SSO diagram with 3 top applications connecting to an authorization service.

This is probably the most common structure, though I made it slightly more complex by drawing the three main apps in different programming languages. We have three web applications running on different subdomains and sharing account data via a centralized authentication service.

Goals:

  • Keep authentication and basic account data isolated.
  • Allow users to stay logged in while browsing different apps.

Implementing such a system should be easy. That said, if you migrate an existing app to an architecture like that, you will spend 80% of your time decoupling your legacy code from authentication and wondering what data should be centralized and what should be distributed. Unfortunately, I can’t tell you what to do there since this is very domain specific. Instead, let’s see how to do the “easy part.”

Centralizing and Isolating Shared Account Data

At this point, you more than likely have each of your apps talk directly to shared database tables that contain user account data. The first step is to migrate away from doing that. We need a single interface that is the only entry point to create or update shared account data. Some of the data we have in the database might be app specific and therefore should stay within each app, anything that is shared across apps should be moved behind the new interface.

Often your centralized authentication system will store the following information:

  • ID
  • first name
  • last name
  • login/nickname
  • email
  • hashed password
  • salt
  • creation timestamp
  • update timestamp
  • account state (verified, disabled …)

Do not duplicate this data in each app, instead have each app rely on the account ID to query data that is specific to a given account in the app. Technically that means that instead of using SQL joins, you will query your database using the ID as part of the condition.

My suggestion is to do things slowly but surely. Migrate your database schema piece by piece assuring that everything works fine. Once the other pieces will be in place, you can migrate one code API a time until your entire code base is moved over. You might want to change your DB credentials to only have read access, then no access at all.

Login workflow

Each of our apps already has a way for users to login. We don’t want to change the user experience, instead we want to make a transparent modification so the authentication check is done in a centralized way instead of a local way. To do that, the easiest way is to keep your current login forms but instead of POSTing them to your local apps, we’ll POST them to a centralized authentication API. (SSL is strongly recommended)

diagram showing the login workflow

As shown above, the login form now submits to an endpoint in the authentication application. The form will more than likely include a login or email and a clear text password as well as a hidden callback/redirect url so that the authentication API can redirect the user’s browser to the original app.
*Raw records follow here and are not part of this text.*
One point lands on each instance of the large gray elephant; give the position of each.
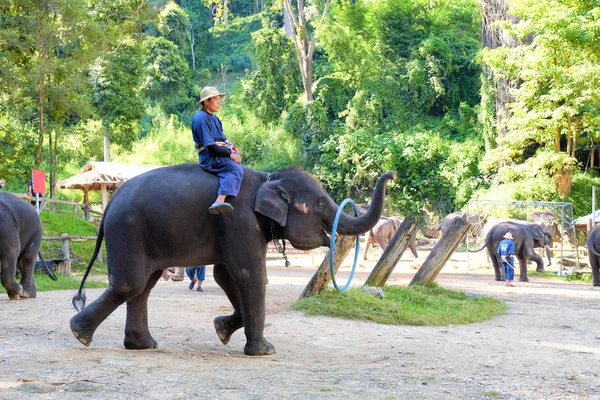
(527, 236)
(383, 232)
(594, 256)
(149, 227)
(20, 240)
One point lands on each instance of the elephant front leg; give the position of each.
(499, 272)
(8, 268)
(254, 316)
(226, 325)
(137, 333)
(26, 266)
(523, 269)
(251, 283)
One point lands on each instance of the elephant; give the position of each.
(527, 236)
(20, 240)
(147, 228)
(383, 232)
(594, 256)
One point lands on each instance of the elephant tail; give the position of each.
(48, 270)
(593, 250)
(80, 299)
(475, 251)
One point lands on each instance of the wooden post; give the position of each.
(104, 197)
(64, 266)
(392, 253)
(321, 278)
(442, 251)
(86, 213)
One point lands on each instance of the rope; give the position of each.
(280, 247)
(332, 246)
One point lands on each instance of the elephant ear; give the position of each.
(537, 233)
(272, 201)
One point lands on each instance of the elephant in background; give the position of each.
(20, 240)
(527, 236)
(594, 255)
(148, 228)
(383, 232)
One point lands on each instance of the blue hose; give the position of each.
(332, 246)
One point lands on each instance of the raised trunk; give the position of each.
(348, 225)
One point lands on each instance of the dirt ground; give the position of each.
(546, 347)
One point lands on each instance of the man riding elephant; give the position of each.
(148, 228)
(527, 236)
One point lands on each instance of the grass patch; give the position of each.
(423, 305)
(576, 277)
(43, 283)
(56, 223)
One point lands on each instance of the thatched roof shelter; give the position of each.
(104, 176)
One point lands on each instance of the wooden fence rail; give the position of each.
(87, 210)
(63, 262)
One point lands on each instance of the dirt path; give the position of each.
(546, 347)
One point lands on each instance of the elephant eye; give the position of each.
(283, 194)
(321, 202)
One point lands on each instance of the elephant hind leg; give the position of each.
(227, 325)
(85, 323)
(26, 266)
(8, 268)
(137, 333)
(497, 269)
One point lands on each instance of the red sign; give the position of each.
(39, 181)
(288, 249)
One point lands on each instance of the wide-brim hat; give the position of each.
(207, 92)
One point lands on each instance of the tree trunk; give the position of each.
(192, 43)
(494, 36)
(392, 254)
(106, 147)
(563, 183)
(442, 252)
(297, 30)
(322, 277)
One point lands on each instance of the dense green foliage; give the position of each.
(421, 305)
(55, 224)
(398, 85)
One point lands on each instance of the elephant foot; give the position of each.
(131, 343)
(83, 334)
(263, 348)
(14, 291)
(28, 295)
(225, 326)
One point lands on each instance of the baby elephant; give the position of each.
(20, 240)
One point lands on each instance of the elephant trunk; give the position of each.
(348, 225)
(548, 254)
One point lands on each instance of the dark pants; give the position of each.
(199, 271)
(509, 271)
(230, 176)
For security reasons, you might want to white list the domains you allow your authentication app to redirect to.

Internally, the Authentication app will validate the identifier (email or login) using a hashed version of the clear password against the matching record in the account data. If the verification is successful, a token will be generated containing some user data (for instance: id, first name, last name, email, created date, authentication timestamp). If the verification failed, the token isn’t generated. Finally the user’s browser is redirected to the callback/redirect URL provided in the request with the token being passed.
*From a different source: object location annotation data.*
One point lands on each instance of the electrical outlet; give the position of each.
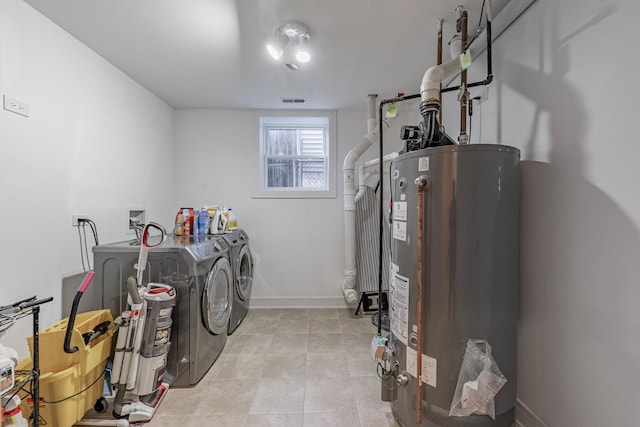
(15, 106)
(136, 218)
(483, 95)
(75, 218)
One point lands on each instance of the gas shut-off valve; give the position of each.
(403, 379)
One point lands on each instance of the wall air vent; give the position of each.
(293, 100)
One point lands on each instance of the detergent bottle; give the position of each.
(177, 230)
(196, 222)
(233, 220)
(203, 221)
(186, 222)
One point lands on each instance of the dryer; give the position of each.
(242, 265)
(198, 267)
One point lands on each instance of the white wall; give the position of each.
(565, 94)
(95, 143)
(298, 244)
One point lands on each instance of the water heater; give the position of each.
(454, 276)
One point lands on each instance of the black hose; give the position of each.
(381, 216)
(72, 320)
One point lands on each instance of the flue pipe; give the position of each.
(348, 288)
(439, 59)
(422, 184)
(462, 23)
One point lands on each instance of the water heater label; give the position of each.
(399, 295)
(400, 230)
(412, 362)
(423, 164)
(429, 370)
(400, 211)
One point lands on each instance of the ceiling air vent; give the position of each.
(293, 100)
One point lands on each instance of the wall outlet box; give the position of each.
(77, 217)
(15, 106)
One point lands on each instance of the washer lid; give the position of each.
(215, 297)
(244, 273)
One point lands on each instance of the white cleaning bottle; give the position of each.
(233, 220)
You might want to safely encrypt the data in a way that allows the clients to verify and trust that the token comes from a trusted source. A great solution for that would be to use RSA encryption with the public key available in all your client apps but the private key only available on the auth server(s). Other strong encryption solutions would also work. For instance, another appropriate approach would be to add a signature to the params sent back. This way the clients could check the authenticity of the params. HMAC or DSA signature are great for that but in some cases, you don’t want people to see the content of the data you send back. That’s especially true if you are sending back a ‘mobile’ token for instance. But that’s a different story. What’s important to consider is that we need a way to ensure that the data sent back to the client can’t be tampered with. You might also make sure you prevent replay attacks.
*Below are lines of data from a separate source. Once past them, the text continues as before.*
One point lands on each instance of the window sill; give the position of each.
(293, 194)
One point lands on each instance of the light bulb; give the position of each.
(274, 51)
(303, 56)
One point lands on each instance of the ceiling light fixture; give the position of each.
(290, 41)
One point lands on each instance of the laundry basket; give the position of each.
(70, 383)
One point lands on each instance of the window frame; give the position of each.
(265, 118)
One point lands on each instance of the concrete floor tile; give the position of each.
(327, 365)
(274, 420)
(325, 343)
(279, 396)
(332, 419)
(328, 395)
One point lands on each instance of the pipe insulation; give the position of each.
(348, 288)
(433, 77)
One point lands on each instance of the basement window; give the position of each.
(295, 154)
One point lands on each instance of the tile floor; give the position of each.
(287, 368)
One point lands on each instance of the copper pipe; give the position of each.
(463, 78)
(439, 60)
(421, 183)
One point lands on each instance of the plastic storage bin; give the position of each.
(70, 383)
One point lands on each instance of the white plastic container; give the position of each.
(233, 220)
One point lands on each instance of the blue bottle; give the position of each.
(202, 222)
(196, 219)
On the other side, the application receives a GET request with a token param. If the token is empty or can’t be decrypted, authentication failed. At that point, we need to show the user the login page again and let him/her try again. If on the other hand, the token can be decrypted, the content should be saved in the session so future requests can reuse the data.

We described the authentication workflow, but if a user logins in application X, (s)he won’t be logged-in in application Y or Z. The trick here, is to set a top level domain cookie that can be seen by all applications running on subdomains. Certainly, this solution only works for apps being on the same domain, but we’ll see later how to handle apps on different domains.

The cookie doesn’t need to contain a lot of data, its value can contain the account id, a timestamp (to know when authentication happened and a trusted signature) and a signature. The signature is critical here since this cookie will allow users to be automatically logged in other sites. I’d recommend the  HMAC or DSA encryptions to generate the signature. The DSA encryption, very much like the RSA encryption is an asymmetrical encryption relying on a public/private key. This approach offers more security than having something based a shared secret like HMAC does. But that’s really up to you.

Finally, we need to set a filter in your application. This auto-login filter will check the presence of an auth cookie on the top level domain and the absence of local session. If that’s the case, a session is automatically created using the user id from the cookie value after the cookie integrity is verified. We could also share the session between all our apps, but in most cases, the data stored by each app is very specific and it’s safer/cleaner to keep the sessions isolated. The integration with an app running on a different service will also be easier if the sessions are isolated.

 

Registration

For registration, as for login, we can take one of two approaches: point the user’s browser to the auth API or make S2S (server to server) calls from within our apps to the Authentication app. POSTing a form directly to the API is a great way to reduce duplicated logic and traffic on each client app so I’ll demonstrate this approach.

As you can see, the approach is the same we used to login. The difference is that instead of returning a token, we just return some params (id, email and potential errors). The redirect/callback url will also obviously be different than for login. You could decide to encrypt the data you send back, but in this scenario, what I would do is set an auth cookie at the .domain.com level when the account is created so the “client” application can auto-login the user. The information sent back in the redirect is used to re-display the register form with the error information and the email entered by the user.

At this point, our implementation is almost complete. We can create an account and login using the defined credentials. Users can switch from one app to another without having to re login because we are using a shared signed cookie that can only be created by the authentication app and can be verified by all “client” apps. Our code is simple, safe and efficient.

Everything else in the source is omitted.